Four-Year Entecavir Treatment in Nucleoside-Naïve HBeAg(+) Patients: Results from Studies ETV-022 and -901

S Han ¹, T Chang ², YC Chao ³, SK Yoon ⁴, RG Gish ⁵, H Cheinquer ⁶, FJ Carrilho ⁷, H Zhang ⁸, H Brett-Smith ⁸, N Spiegelmacher ⁹, A Schwendel ⁹, T Pichl ⁹, I Reeb ⁹, R Hindes ⁸

¹Division of Digestive Disease, UCLA School Of Medicine, LA, United States of America
²National Cheng Kung University Medical College, Tainan, Taiwan, Republic of China
³Tri-Service General Hospital, Taipei, Taiwan, Republic of China
⁴Kangnam St. Mary's Hospital, Seoul, Korea, Democratic People's Republic of
⁵California Pacific Medical Center, San Francisco, United States of America
⁶Universidade Federal Do Rio Grande Do Sul, Porto Alegre, Brazil
⁷University of São Paulo School of Medicine, Department of Gastroenterology, Sao Paulo, Brazil
⁸Bristol-Myers Squibb, Research and Development, Wallingford, United States of America
⁹Bristol-Myers Squibb, München, Germany

Kongressbeitrag

Aims: Entecavir (ETV) 0.5mg demonstrated superior virologic suppression compared to lamivudine (LVD) 100mg in study ETV-022. One hundred and eighty-three entecavir-treated patients from ETV-022 enrolled in rollover study ETV-901. We present efficacy and safety results in a cohort of patients from ETV studies -022 and -901 who received a total of 4 years of therapy with ETV.

Methods: The nucleoside-naïve HBeAg(+) 4-year cohort consists of ETV patients who completed ETV-022 and enrolled into ETV-901 with a treatment gap ≤35 days.
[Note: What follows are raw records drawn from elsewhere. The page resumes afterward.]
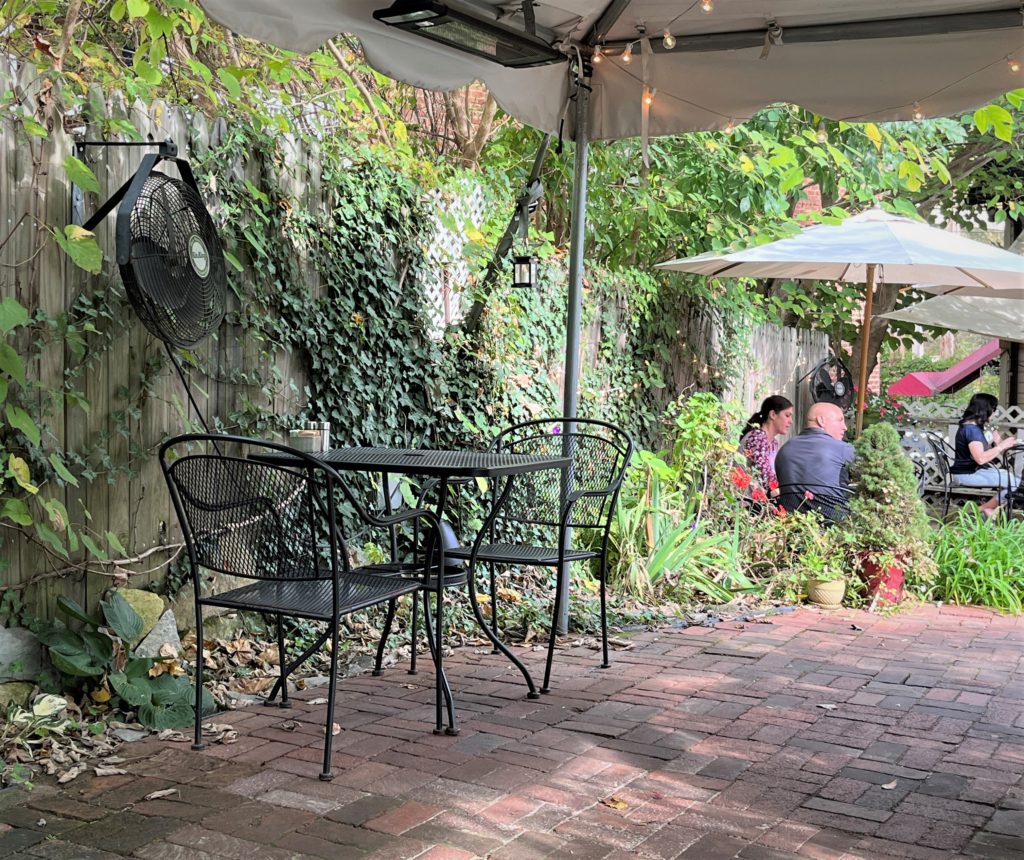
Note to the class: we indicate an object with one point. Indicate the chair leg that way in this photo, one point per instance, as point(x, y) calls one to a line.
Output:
point(281, 654)
point(414, 622)
point(332, 693)
point(198, 739)
point(545, 688)
point(385, 633)
point(494, 604)
point(606, 663)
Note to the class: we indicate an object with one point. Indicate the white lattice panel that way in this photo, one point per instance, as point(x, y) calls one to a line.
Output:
point(458, 209)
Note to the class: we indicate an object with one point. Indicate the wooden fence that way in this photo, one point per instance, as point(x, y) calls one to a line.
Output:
point(778, 360)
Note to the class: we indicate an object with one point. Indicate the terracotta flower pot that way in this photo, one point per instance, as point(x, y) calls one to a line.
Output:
point(885, 584)
point(826, 593)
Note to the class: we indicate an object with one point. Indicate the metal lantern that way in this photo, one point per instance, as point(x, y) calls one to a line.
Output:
point(524, 271)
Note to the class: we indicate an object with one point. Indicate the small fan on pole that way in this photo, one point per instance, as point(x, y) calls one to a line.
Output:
point(169, 254)
point(830, 382)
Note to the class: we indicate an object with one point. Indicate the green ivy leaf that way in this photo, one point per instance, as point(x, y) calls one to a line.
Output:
point(16, 511)
point(81, 174)
point(116, 544)
point(10, 363)
point(124, 620)
point(18, 470)
point(61, 470)
point(81, 246)
point(20, 420)
point(51, 539)
point(12, 314)
point(230, 83)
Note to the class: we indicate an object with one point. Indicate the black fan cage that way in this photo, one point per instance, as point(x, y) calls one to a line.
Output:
point(175, 276)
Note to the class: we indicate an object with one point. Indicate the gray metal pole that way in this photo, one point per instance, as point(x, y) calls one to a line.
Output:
point(574, 301)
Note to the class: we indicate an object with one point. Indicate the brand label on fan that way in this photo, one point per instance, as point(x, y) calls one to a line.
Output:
point(199, 255)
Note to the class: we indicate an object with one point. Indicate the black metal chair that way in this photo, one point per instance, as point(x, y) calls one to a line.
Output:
point(829, 503)
point(273, 519)
point(555, 503)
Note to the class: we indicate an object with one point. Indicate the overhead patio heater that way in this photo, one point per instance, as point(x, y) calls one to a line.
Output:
point(465, 32)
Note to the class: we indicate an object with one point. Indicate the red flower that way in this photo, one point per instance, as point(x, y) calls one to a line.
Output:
point(739, 478)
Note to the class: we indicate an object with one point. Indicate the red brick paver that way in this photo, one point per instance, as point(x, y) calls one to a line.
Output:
point(806, 734)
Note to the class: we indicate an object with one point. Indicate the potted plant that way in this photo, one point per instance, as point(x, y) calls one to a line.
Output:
point(823, 565)
point(888, 524)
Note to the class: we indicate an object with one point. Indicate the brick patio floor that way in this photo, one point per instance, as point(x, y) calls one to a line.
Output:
point(817, 735)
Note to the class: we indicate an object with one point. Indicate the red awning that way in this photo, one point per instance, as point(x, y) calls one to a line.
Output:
point(928, 383)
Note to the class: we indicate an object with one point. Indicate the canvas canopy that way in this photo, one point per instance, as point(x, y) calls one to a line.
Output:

In ETV-901, patients were treated with 1mg of ETV. The proportions of patients with HBV DNA < 300 copies/mL by PCR assay, ALT normalization, HBeAg loss or HBeAg seroconversion were evaluated among patients with available samples at week 192.

Results: The nucleoside-naïve HBeAg(+) 4-year ETV treatment cohort consists of 146 patients. Efficacy parameters through 4 years of ETV therapy are presented below.

HBV DNA< 300 copies/mL, n (%): 98/108 (91)

ALT ≤1 x ULN – number (%): 96/112 (86)

HBeAg loss – number (%): 39/96 (41)

HBeAg seroconversion – number (%): 15/96 (16)

The safety profile of ETV was consistent with previously reported experience.

Conclusions: At Wk 192, 91% of patients who received ETV treatment during 4 years achieved undetectable HBV-DNA and 86% had ALT normalization, with patients continuing to experience HBeAg loss and HBeAg seroconversion during Years 3 and 4. The safety profile was consistent with previously reported experience.